I actually imagine fun to be a bubble that I’m in. Its a fairly massive bubble that most of the time I never notice the edges of where it becomes fear. As I’ve pushed myself to do harder and newer things the bubble has grown.
For example, I now love running in the dark on my own. I enjoy hiking long distances in the mountains far from civilisation and love being out in the cold Scottish winters with my face freezing. I love travelling alone to countries that don’t even share the same alphabet, let alone have English speakers.
I like to test the edges of the bubble to work out how far I can push it without popping it. For me this translates to sobbing pathetically or having to concentrate so hard I can hardly think straight and end up with a massive migraine.
There have been some surprises on this journey to stretch my bubble – for example I’ve never been great with heights so was surprised to find I loved paragliding.
I never expected to want to climb higher after reaching Kilimanjaro summit and to continue to want to push this limit in Nepal and Bolivia, going higher and more technical. And to wonder what else I could achieve too…

I never thought I’d enter a 25km trail race after my first 10km only 2 years ago. While I was physically knackered at the end I was proud of my time, given the heavy rain and sliding around on the rocks and falling over in the mud. I certainly never thought after feeling broken at the end I would run another 2 half marathons in the same year and be considering a marathon.

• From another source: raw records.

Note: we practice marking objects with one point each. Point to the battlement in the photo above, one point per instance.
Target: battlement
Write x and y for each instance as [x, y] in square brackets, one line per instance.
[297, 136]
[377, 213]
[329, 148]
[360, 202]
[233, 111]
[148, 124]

I still have a love/hate relationship with climbing due to harbouring a fear of falling. I really have to be in the right frame of mind and with the right people that I trust to feel confident. And even then I can still break out the disco legs and drop an f-bomb.
Trad lead climbing is still on the edge of what I’m happy with, I still shake with fear too much but its a fear I want to conquer. It’s on the right side of the edge of the bubble. I know if I conquer this fear there’s a whole world of challenges to complete.
There’s been few activities that I’ve tried and would never do again; things that were just too far the wrong side of the bubble for me. Caving is possibly one – I don’t enjoy abseiling at the best of times but in the dark and wet was possibly a step too far. Sobbing at the bottom of Alum Pot wasn’t my finest hour, and I’m grateful to Ben and Aly for giving me the opportunity; but sometimes in life you find things that you just don’t have the stomach for.

In striving to expand my bubble and I’m either going to run out of experiences to try, or keep finding myself shaking like a leaf wishing I was somewhere else. Thats the thing with the fun/fear relationship though, trying to find out which side of the bubble you’ll be is addictive.